There has been a great hubbub recently about genetically modified organisms (GMOs). The Just Label It campaign has submitted a massive petition on the subject to FDA. The move toward requiring GMO ingredients to be called out on labels has garnered some powerful support in the natural products business.
But there is one initiative in this campaign that manufacturers in the natural products business cannot get behind. The story is unfolding in California, where a group called the Committee for the Right to Know is pushing a ballot initiative. As with that state’s Proposition 65, which has been on the books since 1986, the intent might be good, but the devil is in the details.

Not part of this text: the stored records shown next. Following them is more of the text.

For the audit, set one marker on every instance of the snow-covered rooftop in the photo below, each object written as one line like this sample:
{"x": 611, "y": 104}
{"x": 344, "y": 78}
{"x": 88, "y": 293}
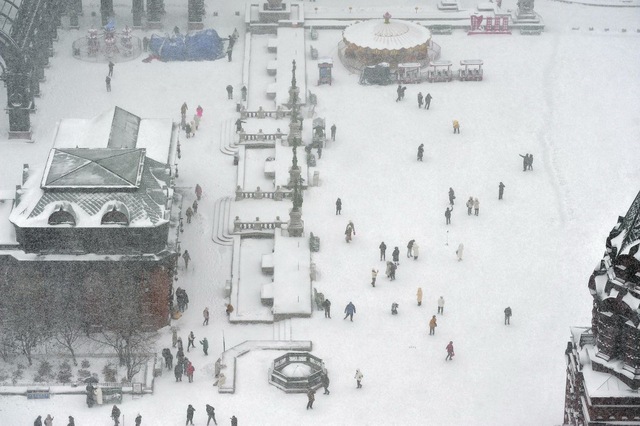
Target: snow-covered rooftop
{"x": 394, "y": 35}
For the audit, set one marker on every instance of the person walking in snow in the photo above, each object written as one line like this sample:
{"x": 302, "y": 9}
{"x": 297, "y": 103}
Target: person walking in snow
{"x": 351, "y": 229}
{"x": 177, "y": 371}
{"x": 383, "y": 251}
{"x": 205, "y": 315}
{"x": 211, "y": 414}
{"x": 447, "y": 214}
{"x": 187, "y": 257}
{"x": 327, "y": 308}
{"x": 205, "y": 345}
{"x": 325, "y": 383}
{"x": 115, "y": 415}
{"x": 395, "y": 255}
{"x": 427, "y": 101}
{"x": 410, "y": 248}
{"x": 450, "y": 352}
{"x": 359, "y": 376}
{"x": 507, "y": 316}
{"x": 349, "y": 311}
{"x": 190, "y": 411}
{"x": 432, "y": 326}
{"x": 311, "y": 396}
{"x": 374, "y": 275}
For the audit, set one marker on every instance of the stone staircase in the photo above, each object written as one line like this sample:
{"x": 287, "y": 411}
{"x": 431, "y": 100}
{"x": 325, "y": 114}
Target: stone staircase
{"x": 282, "y": 330}
{"x": 221, "y": 217}
{"x": 228, "y": 137}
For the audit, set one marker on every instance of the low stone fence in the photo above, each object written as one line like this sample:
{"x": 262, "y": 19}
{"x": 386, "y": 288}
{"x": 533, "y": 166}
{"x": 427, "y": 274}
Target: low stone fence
{"x": 256, "y": 225}
{"x": 260, "y": 113}
{"x": 279, "y": 194}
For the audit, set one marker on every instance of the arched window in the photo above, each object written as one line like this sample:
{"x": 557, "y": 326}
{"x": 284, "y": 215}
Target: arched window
{"x": 114, "y": 217}
{"x": 62, "y": 217}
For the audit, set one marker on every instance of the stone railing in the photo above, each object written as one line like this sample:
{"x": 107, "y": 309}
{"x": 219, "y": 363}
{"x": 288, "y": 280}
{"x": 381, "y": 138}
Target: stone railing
{"x": 279, "y": 194}
{"x": 260, "y": 113}
{"x": 256, "y": 225}
{"x": 260, "y": 136}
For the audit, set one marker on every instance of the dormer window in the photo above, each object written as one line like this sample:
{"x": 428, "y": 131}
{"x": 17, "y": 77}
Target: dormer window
{"x": 62, "y": 217}
{"x": 115, "y": 217}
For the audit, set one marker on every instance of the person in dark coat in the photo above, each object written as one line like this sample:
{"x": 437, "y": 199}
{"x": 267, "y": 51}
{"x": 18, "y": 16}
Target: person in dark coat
{"x": 177, "y": 371}
{"x": 211, "y": 414}
{"x": 327, "y": 308}
{"x": 349, "y": 311}
{"x": 325, "y": 383}
{"x": 190, "y": 411}
{"x": 396, "y": 255}
{"x": 311, "y": 395}
{"x": 115, "y": 415}
{"x": 427, "y": 101}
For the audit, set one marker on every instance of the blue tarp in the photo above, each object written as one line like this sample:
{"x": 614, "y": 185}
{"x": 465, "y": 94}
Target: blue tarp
{"x": 204, "y": 45}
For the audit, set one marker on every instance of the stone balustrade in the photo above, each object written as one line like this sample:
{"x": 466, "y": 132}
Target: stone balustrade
{"x": 278, "y": 195}
{"x": 256, "y": 225}
{"x": 260, "y": 113}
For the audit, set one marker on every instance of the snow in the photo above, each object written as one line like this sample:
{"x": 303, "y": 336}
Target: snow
{"x": 549, "y": 95}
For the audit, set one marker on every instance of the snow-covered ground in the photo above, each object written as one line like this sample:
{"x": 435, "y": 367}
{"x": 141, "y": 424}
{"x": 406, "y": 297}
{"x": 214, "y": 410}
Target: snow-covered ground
{"x": 569, "y": 96}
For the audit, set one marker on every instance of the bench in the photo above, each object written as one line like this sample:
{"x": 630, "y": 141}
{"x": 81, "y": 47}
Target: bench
{"x": 531, "y": 31}
{"x": 272, "y": 45}
{"x": 266, "y": 294}
{"x": 270, "y": 169}
{"x": 272, "y": 88}
{"x": 272, "y": 67}
{"x": 267, "y": 263}
{"x": 441, "y": 29}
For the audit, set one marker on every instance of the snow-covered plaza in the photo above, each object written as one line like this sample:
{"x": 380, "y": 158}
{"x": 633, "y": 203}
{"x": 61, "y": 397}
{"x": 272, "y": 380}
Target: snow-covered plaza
{"x": 569, "y": 96}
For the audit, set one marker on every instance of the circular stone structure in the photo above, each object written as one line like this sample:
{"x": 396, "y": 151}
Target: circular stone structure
{"x": 389, "y": 40}
{"x": 297, "y": 372}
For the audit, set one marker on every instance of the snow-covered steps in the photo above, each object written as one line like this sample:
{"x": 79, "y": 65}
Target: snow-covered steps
{"x": 221, "y": 212}
{"x": 228, "y": 137}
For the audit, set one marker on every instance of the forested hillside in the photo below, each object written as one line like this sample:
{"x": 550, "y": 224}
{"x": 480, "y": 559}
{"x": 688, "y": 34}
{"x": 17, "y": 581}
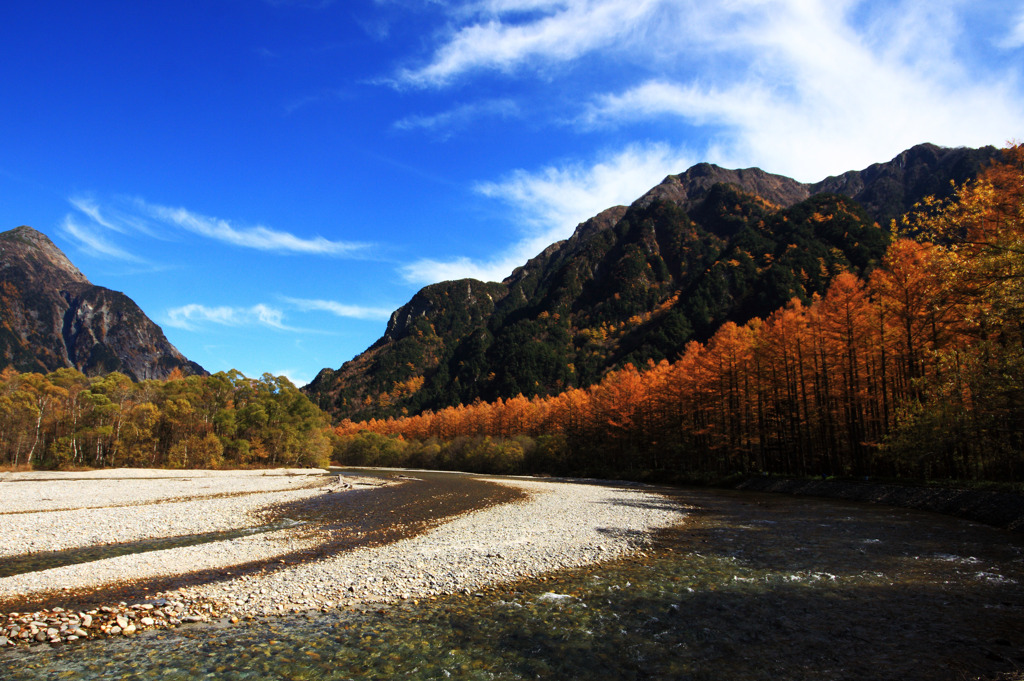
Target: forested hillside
{"x": 66, "y": 420}
{"x": 635, "y": 285}
{"x": 913, "y": 368}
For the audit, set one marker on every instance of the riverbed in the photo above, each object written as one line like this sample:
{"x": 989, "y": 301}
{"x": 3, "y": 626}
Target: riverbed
{"x": 748, "y": 586}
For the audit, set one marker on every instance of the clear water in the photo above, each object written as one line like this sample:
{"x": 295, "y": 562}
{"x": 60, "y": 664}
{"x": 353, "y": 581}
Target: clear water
{"x": 752, "y": 587}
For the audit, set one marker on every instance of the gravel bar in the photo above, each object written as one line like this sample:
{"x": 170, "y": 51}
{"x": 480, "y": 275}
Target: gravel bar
{"x": 558, "y": 524}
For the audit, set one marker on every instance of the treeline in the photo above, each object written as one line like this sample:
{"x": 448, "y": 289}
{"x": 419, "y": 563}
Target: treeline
{"x": 66, "y": 419}
{"x": 914, "y": 371}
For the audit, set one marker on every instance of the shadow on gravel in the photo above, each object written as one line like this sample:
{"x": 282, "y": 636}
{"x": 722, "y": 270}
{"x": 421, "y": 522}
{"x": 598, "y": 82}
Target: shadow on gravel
{"x": 341, "y": 521}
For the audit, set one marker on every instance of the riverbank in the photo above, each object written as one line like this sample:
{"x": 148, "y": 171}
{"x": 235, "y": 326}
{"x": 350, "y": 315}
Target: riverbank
{"x": 999, "y": 509}
{"x": 545, "y": 526}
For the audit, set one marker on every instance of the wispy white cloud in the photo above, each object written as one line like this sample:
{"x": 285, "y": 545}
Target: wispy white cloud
{"x": 339, "y": 309}
{"x": 1015, "y": 37}
{"x": 458, "y": 116}
{"x": 193, "y": 315}
{"x": 802, "y": 87}
{"x": 93, "y": 225}
{"x": 259, "y": 237}
{"x": 92, "y": 241}
{"x": 563, "y": 31}
{"x": 549, "y": 204}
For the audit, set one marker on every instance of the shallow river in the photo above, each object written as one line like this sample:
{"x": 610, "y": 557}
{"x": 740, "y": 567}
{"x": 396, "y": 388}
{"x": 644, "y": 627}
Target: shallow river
{"x": 751, "y": 587}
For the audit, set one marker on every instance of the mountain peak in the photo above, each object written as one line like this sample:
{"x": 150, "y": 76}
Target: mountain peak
{"x": 38, "y": 252}
{"x": 54, "y": 317}
{"x": 693, "y": 184}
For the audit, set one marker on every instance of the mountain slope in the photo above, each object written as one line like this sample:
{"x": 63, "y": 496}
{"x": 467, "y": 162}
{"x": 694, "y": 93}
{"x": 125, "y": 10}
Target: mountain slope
{"x": 637, "y": 283}
{"x": 51, "y": 317}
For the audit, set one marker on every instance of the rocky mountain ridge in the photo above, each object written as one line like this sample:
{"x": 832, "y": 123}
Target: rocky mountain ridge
{"x": 51, "y": 316}
{"x": 635, "y": 284}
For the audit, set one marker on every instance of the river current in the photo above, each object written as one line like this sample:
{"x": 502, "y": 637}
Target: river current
{"x": 751, "y": 587}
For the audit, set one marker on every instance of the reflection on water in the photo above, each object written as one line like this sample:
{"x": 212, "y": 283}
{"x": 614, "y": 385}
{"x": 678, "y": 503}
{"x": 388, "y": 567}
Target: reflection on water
{"x": 754, "y": 587}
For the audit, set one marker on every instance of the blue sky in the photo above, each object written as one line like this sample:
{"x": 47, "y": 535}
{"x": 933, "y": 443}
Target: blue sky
{"x": 268, "y": 179}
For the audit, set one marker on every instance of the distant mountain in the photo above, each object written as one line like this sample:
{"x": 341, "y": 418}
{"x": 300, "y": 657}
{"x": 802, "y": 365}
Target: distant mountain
{"x": 637, "y": 283}
{"x": 51, "y": 317}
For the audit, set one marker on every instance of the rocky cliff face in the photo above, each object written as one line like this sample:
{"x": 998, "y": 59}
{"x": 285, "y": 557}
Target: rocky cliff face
{"x": 634, "y": 284}
{"x": 51, "y": 317}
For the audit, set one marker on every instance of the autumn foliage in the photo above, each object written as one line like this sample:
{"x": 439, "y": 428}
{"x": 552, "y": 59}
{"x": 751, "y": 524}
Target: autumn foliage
{"x": 914, "y": 371}
{"x": 67, "y": 420}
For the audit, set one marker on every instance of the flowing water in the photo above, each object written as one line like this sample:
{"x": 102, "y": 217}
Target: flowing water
{"x": 751, "y": 587}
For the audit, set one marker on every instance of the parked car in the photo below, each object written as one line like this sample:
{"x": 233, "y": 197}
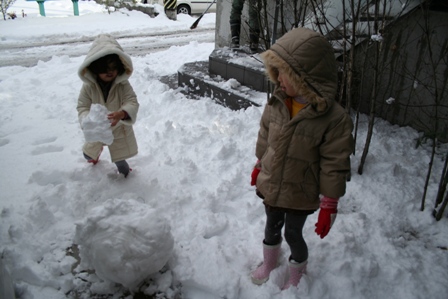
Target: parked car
{"x": 194, "y": 6}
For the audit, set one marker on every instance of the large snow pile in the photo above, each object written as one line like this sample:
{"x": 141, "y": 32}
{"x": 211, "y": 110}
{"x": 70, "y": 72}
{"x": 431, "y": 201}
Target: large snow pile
{"x": 124, "y": 241}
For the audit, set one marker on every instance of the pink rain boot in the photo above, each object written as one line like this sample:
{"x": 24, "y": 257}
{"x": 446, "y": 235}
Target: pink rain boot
{"x": 270, "y": 255}
{"x": 296, "y": 271}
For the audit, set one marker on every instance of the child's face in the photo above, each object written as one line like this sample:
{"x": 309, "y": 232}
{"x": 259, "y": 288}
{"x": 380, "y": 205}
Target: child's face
{"x": 108, "y": 76}
{"x": 285, "y": 85}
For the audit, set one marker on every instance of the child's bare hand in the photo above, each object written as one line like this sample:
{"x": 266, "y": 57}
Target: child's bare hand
{"x": 115, "y": 117}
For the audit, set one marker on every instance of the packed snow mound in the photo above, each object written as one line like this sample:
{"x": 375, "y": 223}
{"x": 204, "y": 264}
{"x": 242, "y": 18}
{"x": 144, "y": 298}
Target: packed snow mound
{"x": 124, "y": 241}
{"x": 96, "y": 126}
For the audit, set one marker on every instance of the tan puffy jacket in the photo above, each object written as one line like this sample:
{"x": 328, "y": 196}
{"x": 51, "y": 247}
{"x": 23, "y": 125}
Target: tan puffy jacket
{"x": 309, "y": 154}
{"x": 121, "y": 97}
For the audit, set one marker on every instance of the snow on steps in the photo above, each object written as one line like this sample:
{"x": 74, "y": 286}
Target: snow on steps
{"x": 229, "y": 77}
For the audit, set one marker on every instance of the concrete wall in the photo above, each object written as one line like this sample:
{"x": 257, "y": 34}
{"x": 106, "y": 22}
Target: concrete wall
{"x": 223, "y": 38}
{"x": 409, "y": 82}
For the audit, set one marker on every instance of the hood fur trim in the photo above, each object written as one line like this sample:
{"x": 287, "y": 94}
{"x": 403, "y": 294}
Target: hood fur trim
{"x": 273, "y": 63}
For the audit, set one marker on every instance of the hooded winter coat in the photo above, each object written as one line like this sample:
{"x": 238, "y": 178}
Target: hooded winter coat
{"x": 308, "y": 155}
{"x": 121, "y": 97}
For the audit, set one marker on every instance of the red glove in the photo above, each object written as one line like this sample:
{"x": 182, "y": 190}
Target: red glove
{"x": 255, "y": 172}
{"x": 327, "y": 215}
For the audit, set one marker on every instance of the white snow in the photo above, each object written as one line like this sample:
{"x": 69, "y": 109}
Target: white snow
{"x": 188, "y": 200}
{"x": 96, "y": 126}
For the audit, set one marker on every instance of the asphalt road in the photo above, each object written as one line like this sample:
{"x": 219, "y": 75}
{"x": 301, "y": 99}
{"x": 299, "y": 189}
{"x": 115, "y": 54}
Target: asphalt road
{"x": 136, "y": 45}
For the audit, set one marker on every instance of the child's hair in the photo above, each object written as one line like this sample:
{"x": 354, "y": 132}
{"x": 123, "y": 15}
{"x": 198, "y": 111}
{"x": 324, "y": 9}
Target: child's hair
{"x": 106, "y": 63}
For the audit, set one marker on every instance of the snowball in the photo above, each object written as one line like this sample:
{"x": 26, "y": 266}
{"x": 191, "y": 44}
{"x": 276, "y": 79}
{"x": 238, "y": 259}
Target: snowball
{"x": 377, "y": 38}
{"x": 124, "y": 241}
{"x": 96, "y": 126}
{"x": 390, "y": 100}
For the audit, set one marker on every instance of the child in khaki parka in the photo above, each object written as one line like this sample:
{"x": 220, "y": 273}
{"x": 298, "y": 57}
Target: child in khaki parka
{"x": 303, "y": 148}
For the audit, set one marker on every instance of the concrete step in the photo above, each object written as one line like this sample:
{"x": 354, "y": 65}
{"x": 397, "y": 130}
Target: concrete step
{"x": 229, "y": 78}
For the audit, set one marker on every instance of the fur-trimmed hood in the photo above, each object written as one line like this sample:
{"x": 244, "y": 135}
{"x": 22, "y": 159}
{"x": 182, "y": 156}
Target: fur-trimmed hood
{"x": 305, "y": 54}
{"x": 105, "y": 44}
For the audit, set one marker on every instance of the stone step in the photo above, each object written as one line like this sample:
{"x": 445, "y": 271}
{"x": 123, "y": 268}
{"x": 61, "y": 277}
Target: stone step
{"x": 229, "y": 78}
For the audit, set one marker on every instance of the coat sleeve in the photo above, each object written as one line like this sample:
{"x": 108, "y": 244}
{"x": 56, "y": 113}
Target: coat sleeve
{"x": 335, "y": 153}
{"x": 262, "y": 141}
{"x": 84, "y": 103}
{"x": 129, "y": 104}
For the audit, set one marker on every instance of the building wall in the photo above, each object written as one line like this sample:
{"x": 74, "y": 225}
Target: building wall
{"x": 412, "y": 73}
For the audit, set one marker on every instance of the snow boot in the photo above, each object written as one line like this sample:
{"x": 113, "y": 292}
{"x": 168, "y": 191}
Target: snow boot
{"x": 254, "y": 38}
{"x": 91, "y": 160}
{"x": 235, "y": 32}
{"x": 296, "y": 270}
{"x": 270, "y": 256}
{"x": 123, "y": 167}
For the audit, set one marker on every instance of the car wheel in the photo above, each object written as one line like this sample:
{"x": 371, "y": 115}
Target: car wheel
{"x": 183, "y": 9}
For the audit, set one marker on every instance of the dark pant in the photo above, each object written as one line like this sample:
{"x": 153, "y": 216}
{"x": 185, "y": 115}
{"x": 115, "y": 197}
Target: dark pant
{"x": 275, "y": 220}
{"x": 123, "y": 166}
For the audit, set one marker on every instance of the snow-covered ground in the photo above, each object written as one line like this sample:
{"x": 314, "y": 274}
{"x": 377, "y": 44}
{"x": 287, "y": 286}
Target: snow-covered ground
{"x": 188, "y": 199}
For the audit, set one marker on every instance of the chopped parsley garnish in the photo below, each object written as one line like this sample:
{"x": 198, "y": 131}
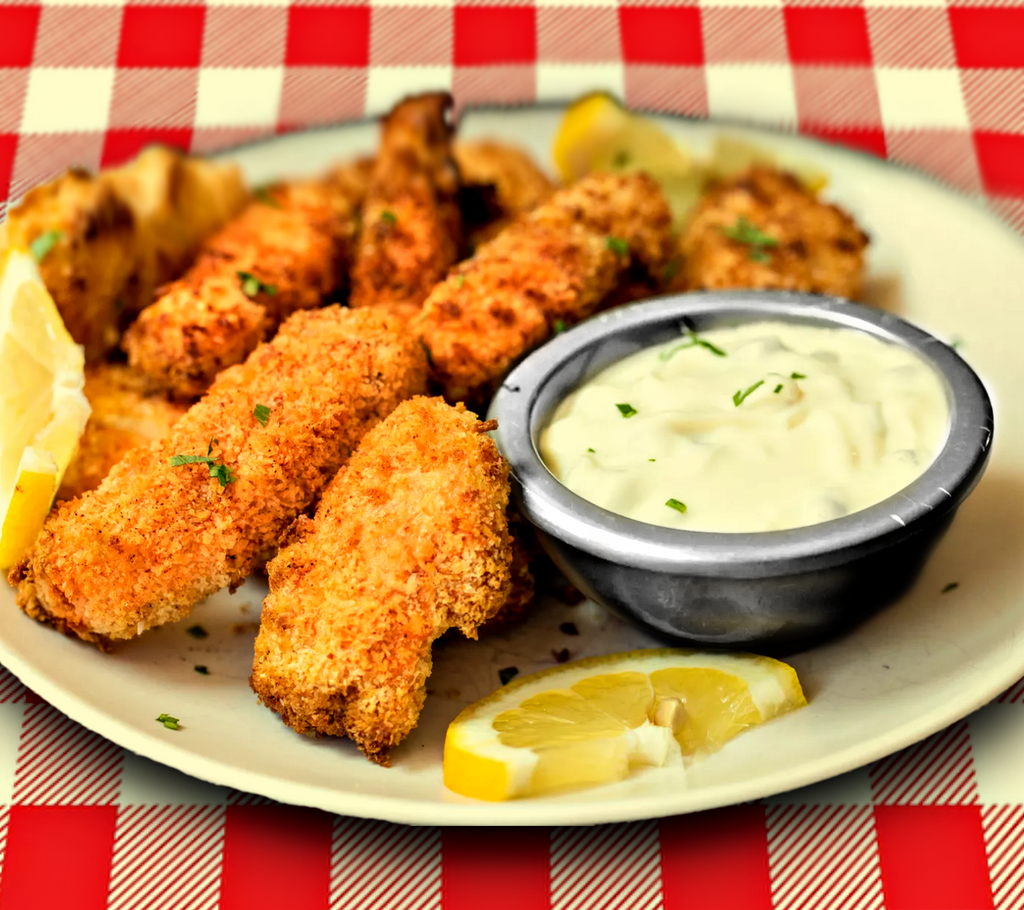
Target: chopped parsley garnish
{"x": 217, "y": 468}
{"x": 262, "y": 414}
{"x": 251, "y": 286}
{"x": 739, "y": 397}
{"x": 751, "y": 235}
{"x": 617, "y": 246}
{"x": 44, "y": 243}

California law allows voters to put laws directly on the books via initiative. (Other states, like Colorado, attach such initiatives as amendments to the state constitution.) Here’s the catch: Unlike laws that go through the legislature, where they are debated, and there is an opportunity for their weaknesses or omissions to be identified and (one hopes) fixed, the California initiative process is an all-or-nothing deal. Once the language of the proposed law is finalized and the petition process begins, that language can’t be changed. How would voters know what they are signing up for otherwise? So even while the backers of this initiative say they are open to compromise, it seems functionally impossible.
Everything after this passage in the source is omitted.